Here is a list of a few common berries without going into the modified berries, the drupes, or pomes:
- Coffee beans
- Capsicum (chiles)
- Kiwi fruit
- Strawberries, raspberries and blackberries are not true berries (unlike tomatoes, bananas, and chiles), but are called aggregate fruits because of the way they are grown
- Strawberries were cultivated in ancient Rome
- In ancient Greece, the strawberry was a symbol for Venus, Goddess of Love
- Strawberries are a member of the Rose family
- Strawberries are the only fruit in the world whose seeds grow on the outside
- There is an average of 200 seeds on each strawberry
- Strawberries were first cultivated in the 16th and 17th centuries
- Strawberries were used as a medicinal herb in the 13th century in Rome (for fever, bad breath, gout, sore throat, depression, fainting and diseases of the blood)

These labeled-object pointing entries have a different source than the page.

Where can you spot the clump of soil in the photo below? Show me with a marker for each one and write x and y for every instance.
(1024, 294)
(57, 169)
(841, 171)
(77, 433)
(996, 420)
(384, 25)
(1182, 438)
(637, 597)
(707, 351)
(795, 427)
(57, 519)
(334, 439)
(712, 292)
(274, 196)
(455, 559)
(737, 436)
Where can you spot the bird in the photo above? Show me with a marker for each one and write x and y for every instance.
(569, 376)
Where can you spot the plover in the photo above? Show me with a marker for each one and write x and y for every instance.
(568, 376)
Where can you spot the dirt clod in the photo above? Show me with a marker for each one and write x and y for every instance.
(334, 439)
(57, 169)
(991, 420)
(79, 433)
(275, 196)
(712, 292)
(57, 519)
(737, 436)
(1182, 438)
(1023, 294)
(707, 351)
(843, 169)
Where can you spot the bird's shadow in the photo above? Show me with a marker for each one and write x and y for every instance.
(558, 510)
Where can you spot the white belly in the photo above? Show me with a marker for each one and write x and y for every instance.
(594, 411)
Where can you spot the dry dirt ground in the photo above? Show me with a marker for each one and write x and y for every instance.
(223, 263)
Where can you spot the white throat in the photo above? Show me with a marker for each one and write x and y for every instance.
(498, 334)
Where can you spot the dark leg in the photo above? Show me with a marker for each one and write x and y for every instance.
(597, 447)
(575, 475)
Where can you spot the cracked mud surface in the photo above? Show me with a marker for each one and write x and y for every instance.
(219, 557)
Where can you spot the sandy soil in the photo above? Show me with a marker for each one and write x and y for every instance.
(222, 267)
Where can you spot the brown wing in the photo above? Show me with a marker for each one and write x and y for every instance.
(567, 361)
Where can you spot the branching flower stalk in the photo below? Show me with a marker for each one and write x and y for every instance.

- Anne Boleyn, the second wife of English King Henry VIII, had a strawberry-shaped birthmark on her neck, which unfortunately was cited as proof that she was a witch
- Strawberries have a museum dedicated to them in Belgium
- There are over 200 kinds of known species of raspberries, but only 2 are grown commercially
- The Trojans, or people of Troy in modern-day Turkey, were the first to express in writing an appreciation of the raspberry
- Evidence in writing exists that raspberries were cultivated as early as 4 A.D.
- There are over 1000 varieties of blackberries
- Blueberries, which are native to North America, are related to azaleas, camellias, heathers, and rhododendrons
- Blueberries were once called "star berries" because of the star-shaped crown on the top of the berry
- There are about 1600 wild blueberries or 500 cultivated blueberries in a pound
- Blueberries have more antioxidants than most other fruits and vegetables and have become so popular that over 1500 new products containing them were introduced last year
- Cranberries were domesticated in the twentieth century
- Berries are high in vitamins like A and C, fiber, and antioxidants, which can prevent certain types of cancers
- Blackberry tea was said to be a cure for dysentery during the American Civil War
- Berries accounted for $3 billion in sales last year
- Berries help fight oxidation and inflammation
Paula and Rosalinda decorating the cheesecake tart
Cook's Notes: I would have preferred a plain dark chocolate wafer for the crust, but had to settle for Oreos, with the frosting scraped away. Any seasonal fruit works for this easy cheesecake.
Recipe: Strawberry No-Bake Cheesecake with a Chocolate Crust
(Recipe from iVillage.com)
2 cups chocolate cookies
1/4 cup, plus 2 tablespoons sugar, divided
8 tablespoons unsalted butter (1/2 cup)
1 8oz/227g package cream cheese
1 tablespoon lemon juice
1 teaspoon vanilla extract
1 cup whipping cream
12 oz strawberries or other fruits such as mango, kiwi, or any berries)
In a sealable plastic bag, thoroughly crush chocolate cookies with a rolling pin or use a food processor. Mix crumbs and 2 tablespoons sugar in a bowl. Melt butter and blend well with the crumb mixture. Press into the bottom and up along the sides of a buttered and floured 8-inch tart pan or springform pan--or eve a regular pie plate. Cover with plastic wrap and chill until firm.
While crust is setting, beat cream cheese in a bowl until soft. Add 1/4 cup sugar, lemon juice, and vanilla extract. Beat mixture until fluffy and smooth. In a separate chilled bowl, beat whipping cream until firm peaks form. Fold the whipped cream into the cream cheese mixture. Add the filling into the chocolate crust and spread out evenly. Arrange sliced strawberries or other fruit on top of cheesecake. Cover and chill for a couple of hours before serving.
Note: You can make this a day before. Refrigerate overnight until serving.